If the United States absents itself from acutely urgent funding for millions of people at risk of HIV/AIDS and malaria, there is nothing to stop other G-20 members or smaller countries with immense resources, such as Norway or Qatar, from stepping in to fill the gap. And there is nothing to stop them from looking for partners to work with, which above all means facing the question of China.

China is the world’s greatest development success. On that basis, it has emerged as a lender and as a development power. At its high point in 2016-17, lending under the Belt and Road Initiative for a while matched that by the World Bank. Though Belt and Road subsequently slowed, China’s strategic direction remains clear. The CCP believes that material transformation is the key to legitimacy and peace. The phrase often repeated by the Chinese leadership, quoting from Xi, is that development is the “master key.”

Xi’s Global Development Initiative was China’s answer to the SDGs. It was not an overall rejection, let alone a point-blank denunciation, but a rewriting so as to focus on just eight key areas, including poverty alleviation, food security, pandemic response and vaccines, development financing, climate change and green development, industrialization, the digital economy, and connectivity in the digital age, all under the sign of “results-oriented actions.”

Does China hope and expect that the realization of this agenda will help build friendly relations? Of course it does. Is this a global power play? Of course it is.

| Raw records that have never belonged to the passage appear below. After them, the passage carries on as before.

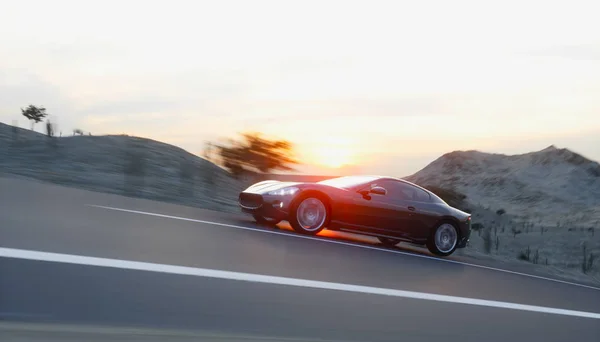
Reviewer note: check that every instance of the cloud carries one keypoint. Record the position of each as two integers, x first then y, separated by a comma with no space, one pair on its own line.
590,52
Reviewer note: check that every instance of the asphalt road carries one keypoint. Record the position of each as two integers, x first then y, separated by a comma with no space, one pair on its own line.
199,301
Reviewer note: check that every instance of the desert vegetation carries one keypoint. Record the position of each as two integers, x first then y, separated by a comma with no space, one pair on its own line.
139,167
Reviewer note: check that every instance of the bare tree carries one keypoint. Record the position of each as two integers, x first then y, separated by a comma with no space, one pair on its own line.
34,114
255,153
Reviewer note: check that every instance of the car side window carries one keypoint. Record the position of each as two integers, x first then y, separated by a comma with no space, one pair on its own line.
402,191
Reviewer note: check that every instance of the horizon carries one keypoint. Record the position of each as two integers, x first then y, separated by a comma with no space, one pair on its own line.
386,90
342,171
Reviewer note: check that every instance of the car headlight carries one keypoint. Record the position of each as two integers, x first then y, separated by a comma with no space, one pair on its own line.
283,192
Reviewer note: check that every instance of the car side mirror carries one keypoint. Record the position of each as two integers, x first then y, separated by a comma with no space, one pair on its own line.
377,190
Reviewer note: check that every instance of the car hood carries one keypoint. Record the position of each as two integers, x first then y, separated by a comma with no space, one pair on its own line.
266,186
461,215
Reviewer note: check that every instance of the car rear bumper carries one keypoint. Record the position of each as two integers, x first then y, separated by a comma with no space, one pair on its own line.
465,234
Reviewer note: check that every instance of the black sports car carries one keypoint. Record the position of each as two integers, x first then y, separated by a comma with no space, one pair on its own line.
390,209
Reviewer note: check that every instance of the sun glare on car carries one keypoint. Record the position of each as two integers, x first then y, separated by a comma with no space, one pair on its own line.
333,156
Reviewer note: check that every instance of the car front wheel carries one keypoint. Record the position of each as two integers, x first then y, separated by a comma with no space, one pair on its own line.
443,240
309,215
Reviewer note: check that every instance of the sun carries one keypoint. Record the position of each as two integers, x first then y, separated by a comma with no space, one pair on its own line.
333,156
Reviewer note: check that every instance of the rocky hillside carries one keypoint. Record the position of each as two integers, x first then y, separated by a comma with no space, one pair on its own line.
550,185
118,164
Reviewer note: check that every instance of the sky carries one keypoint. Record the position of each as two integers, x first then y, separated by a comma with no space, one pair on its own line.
379,87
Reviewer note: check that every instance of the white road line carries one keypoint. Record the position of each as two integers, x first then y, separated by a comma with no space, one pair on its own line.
266,279
343,243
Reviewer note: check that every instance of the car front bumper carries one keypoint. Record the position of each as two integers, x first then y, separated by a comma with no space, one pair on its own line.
265,205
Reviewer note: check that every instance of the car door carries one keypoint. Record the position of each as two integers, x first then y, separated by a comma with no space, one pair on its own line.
416,201
384,214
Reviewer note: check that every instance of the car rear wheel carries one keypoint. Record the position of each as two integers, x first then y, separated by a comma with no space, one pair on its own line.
309,215
443,240
266,220
388,242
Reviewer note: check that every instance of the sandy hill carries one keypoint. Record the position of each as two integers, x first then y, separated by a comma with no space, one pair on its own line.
551,185
118,164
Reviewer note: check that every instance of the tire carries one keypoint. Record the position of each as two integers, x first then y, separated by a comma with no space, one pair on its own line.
388,242
309,214
265,220
443,240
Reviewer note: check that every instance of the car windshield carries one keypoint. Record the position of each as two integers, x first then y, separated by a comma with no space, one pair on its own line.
349,181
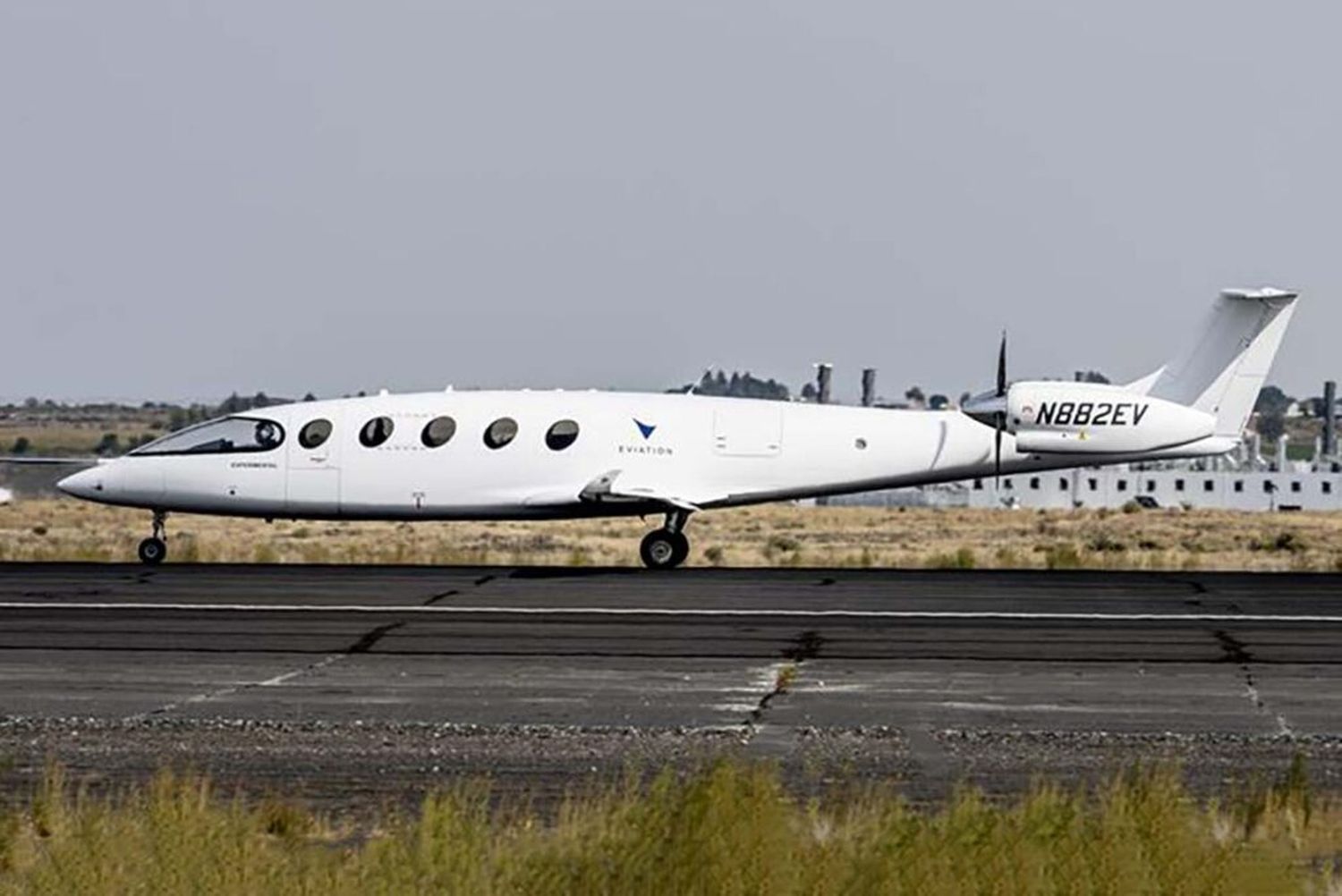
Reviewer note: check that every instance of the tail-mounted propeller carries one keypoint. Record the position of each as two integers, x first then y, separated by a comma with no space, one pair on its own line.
990,408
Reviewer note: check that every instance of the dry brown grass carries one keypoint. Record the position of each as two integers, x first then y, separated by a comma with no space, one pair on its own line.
770,536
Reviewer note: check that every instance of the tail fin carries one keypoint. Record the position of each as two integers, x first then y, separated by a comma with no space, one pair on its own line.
1224,368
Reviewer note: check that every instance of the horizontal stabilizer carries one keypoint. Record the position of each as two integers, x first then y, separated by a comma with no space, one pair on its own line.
1221,372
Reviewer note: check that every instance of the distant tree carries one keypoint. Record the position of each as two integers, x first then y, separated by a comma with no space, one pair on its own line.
1270,426
233,404
1272,402
110,444
741,385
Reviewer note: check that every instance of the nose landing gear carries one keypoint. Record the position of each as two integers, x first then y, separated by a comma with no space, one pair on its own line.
155,549
666,547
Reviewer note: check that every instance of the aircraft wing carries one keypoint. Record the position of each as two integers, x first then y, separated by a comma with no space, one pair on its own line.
51,461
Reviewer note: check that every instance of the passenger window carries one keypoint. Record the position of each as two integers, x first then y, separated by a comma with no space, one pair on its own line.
437,432
314,434
376,431
231,435
561,435
501,432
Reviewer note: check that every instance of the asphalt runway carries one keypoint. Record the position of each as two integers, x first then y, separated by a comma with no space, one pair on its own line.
378,680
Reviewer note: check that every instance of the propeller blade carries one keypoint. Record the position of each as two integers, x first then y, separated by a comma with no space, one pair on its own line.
1000,423
1001,368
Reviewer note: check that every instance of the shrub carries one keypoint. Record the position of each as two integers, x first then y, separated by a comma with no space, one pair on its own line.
1062,557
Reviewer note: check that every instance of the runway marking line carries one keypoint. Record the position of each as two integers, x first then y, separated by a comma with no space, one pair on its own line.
673,612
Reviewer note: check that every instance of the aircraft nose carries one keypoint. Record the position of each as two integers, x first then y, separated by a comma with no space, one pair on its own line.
86,483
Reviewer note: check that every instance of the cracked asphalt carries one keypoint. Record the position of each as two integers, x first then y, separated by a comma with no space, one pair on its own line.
352,686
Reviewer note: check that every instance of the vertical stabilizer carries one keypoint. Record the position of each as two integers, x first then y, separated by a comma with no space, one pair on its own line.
1224,368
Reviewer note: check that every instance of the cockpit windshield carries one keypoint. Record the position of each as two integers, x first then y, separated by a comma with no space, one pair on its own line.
231,435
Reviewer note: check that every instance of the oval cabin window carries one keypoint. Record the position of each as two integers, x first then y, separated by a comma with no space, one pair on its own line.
314,434
437,432
501,432
561,435
376,431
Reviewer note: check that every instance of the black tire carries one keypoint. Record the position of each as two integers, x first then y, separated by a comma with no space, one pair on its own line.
152,552
663,549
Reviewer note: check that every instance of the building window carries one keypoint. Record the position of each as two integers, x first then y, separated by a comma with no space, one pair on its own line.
561,435
314,434
437,432
501,432
376,431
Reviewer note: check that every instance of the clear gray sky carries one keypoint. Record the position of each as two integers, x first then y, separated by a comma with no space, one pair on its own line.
330,196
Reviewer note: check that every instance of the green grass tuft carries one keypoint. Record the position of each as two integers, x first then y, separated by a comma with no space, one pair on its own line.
727,829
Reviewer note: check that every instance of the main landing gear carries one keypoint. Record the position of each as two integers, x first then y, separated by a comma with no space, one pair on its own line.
155,549
666,547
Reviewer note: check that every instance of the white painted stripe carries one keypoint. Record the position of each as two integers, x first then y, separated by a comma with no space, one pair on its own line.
670,611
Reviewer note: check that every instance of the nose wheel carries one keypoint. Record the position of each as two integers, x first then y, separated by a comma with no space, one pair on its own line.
666,547
153,550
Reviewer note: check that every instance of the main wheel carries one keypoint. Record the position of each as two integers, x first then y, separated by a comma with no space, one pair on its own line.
663,549
152,552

Does China hope and expect that the realization of this agenda will help build friendly relations? Of course it does. Is this a global power play? Of course it is. Does China want to haggle about human rights and elections? No, it doesn’t. Would it rather avoid those issues? Of course.

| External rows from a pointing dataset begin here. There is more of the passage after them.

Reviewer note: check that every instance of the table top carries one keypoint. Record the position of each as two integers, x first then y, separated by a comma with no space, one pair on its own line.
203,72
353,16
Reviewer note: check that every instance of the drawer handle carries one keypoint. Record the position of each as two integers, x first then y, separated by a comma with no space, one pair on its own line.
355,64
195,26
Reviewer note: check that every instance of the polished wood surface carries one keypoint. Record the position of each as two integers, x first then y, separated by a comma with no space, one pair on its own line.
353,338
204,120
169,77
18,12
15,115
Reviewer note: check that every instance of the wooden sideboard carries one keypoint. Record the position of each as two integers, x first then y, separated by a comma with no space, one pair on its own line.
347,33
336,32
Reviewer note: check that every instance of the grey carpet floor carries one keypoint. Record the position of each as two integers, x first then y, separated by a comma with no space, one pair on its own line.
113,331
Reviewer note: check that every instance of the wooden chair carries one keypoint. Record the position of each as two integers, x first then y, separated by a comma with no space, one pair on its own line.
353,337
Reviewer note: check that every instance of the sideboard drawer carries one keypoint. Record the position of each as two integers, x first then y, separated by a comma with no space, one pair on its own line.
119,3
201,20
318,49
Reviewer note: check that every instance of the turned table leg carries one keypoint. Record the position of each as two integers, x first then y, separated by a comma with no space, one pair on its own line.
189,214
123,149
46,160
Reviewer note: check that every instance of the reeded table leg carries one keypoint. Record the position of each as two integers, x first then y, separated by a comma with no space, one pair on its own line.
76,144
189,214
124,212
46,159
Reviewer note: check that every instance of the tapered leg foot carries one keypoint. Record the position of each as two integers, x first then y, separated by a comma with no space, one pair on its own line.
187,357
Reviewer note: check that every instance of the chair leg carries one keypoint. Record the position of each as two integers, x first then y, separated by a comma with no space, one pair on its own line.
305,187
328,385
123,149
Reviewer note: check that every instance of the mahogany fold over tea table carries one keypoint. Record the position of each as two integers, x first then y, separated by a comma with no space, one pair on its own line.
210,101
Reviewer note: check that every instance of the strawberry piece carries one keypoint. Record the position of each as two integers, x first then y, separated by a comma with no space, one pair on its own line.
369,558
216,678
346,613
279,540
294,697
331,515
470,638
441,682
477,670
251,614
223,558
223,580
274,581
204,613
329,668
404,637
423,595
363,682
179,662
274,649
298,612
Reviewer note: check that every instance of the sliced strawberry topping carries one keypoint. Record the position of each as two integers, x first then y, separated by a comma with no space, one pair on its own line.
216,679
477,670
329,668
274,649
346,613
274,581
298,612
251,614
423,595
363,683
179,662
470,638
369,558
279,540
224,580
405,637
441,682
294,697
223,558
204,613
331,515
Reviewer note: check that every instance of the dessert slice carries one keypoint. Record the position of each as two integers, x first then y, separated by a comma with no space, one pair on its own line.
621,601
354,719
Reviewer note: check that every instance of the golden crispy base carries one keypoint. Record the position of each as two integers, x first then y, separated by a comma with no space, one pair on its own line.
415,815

These are what Xi likes to call “bottom lines,” and there is little to be gained by Western liberals harping on such obvious differences. Working alongside China is not going to give you everything you want. Rather than hoping for the “everything bagel” of development, we need to figure out our own bottom lines.

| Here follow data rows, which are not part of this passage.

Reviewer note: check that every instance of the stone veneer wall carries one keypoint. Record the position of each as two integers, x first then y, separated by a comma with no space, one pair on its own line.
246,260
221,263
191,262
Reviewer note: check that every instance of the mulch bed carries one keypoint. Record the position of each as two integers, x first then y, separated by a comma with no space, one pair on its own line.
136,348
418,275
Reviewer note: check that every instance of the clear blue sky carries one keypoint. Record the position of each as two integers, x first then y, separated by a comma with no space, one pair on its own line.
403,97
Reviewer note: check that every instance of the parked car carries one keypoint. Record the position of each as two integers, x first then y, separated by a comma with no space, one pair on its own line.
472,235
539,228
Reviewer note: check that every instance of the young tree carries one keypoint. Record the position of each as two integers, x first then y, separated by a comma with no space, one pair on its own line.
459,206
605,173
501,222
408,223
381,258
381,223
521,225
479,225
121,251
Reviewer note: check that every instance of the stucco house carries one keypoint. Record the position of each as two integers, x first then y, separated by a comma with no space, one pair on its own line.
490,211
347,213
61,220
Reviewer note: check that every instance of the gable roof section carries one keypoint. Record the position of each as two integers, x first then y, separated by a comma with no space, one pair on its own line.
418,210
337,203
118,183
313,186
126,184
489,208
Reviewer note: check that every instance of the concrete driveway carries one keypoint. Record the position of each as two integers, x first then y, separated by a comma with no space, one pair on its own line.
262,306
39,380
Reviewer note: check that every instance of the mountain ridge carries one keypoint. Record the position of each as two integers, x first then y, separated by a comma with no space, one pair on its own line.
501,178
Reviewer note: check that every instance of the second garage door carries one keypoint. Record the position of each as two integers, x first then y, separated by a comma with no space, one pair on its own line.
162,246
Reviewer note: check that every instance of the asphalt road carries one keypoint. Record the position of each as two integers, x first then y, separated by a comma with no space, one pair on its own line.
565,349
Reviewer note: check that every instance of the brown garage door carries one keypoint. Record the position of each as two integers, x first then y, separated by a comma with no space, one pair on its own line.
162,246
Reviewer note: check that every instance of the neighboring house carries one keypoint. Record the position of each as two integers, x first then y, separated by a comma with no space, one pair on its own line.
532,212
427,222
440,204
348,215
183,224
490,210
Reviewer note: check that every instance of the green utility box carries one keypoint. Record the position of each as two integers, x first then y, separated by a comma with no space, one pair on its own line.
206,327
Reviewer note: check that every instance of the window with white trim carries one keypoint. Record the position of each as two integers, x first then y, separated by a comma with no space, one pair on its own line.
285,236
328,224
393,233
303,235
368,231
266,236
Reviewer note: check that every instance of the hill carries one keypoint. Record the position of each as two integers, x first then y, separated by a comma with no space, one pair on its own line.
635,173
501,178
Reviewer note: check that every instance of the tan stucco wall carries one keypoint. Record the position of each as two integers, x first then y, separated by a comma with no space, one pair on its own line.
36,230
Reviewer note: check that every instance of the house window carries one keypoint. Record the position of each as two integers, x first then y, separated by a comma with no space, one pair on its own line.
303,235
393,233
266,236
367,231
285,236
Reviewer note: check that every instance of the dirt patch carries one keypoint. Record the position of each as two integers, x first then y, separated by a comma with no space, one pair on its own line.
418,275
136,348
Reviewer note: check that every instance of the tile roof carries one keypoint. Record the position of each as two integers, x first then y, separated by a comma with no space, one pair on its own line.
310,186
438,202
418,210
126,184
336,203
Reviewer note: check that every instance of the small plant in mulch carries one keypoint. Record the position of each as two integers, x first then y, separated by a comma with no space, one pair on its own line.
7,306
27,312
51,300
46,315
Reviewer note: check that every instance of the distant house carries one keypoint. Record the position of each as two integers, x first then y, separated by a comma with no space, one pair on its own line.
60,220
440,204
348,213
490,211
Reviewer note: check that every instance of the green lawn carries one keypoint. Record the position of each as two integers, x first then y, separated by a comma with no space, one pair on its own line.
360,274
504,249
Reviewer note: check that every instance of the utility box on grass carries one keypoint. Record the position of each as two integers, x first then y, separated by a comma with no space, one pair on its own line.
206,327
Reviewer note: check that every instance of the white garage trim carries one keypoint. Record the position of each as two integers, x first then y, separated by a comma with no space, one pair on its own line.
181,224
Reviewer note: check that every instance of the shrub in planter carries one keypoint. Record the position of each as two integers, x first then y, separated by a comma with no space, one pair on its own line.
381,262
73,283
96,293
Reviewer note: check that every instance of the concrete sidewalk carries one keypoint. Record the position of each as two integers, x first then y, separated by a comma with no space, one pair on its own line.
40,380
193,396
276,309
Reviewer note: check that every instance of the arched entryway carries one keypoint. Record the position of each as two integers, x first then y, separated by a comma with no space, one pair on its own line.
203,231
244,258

We are not in a world in which the future is mapped either in terms of universal norms or brightly colored SDG targets and cute infographics. The more primal and urgent imperative driving development both at the individual and collective level is not so much the quest for rights but the will to power—power over resources, purchasing power, the ability to resist the influence of others, to have security but also, if possible, to assert one’s own zone of control. Development in this sense is not just about ticking boxes and chasing targets; it is inherently and necessarily political and geopolitical.

The bland box-ticking vision of 2015 is no longer our world. But in its rejection of the shared U.N. agenda in the name of strident sovereignty, the United States is indulging in a politics of denunciation more becoming of a downtrodden developing country than a former unipolar hegemon. By contrast, China’s blend of realpolitik with ideology and national interest cannot help but seem rational and balanced as well as being backed up by an unparalleled national record of development and huge resources.

Western liberalism may balk. But pretending there is no difference between the two superpowers is folly. If the rest of the West wants to both compete and cooperate with China over questions of global development, it will need to come up with its own, more practical and realistic alternative both to the SDGs and to Trumpian atavism.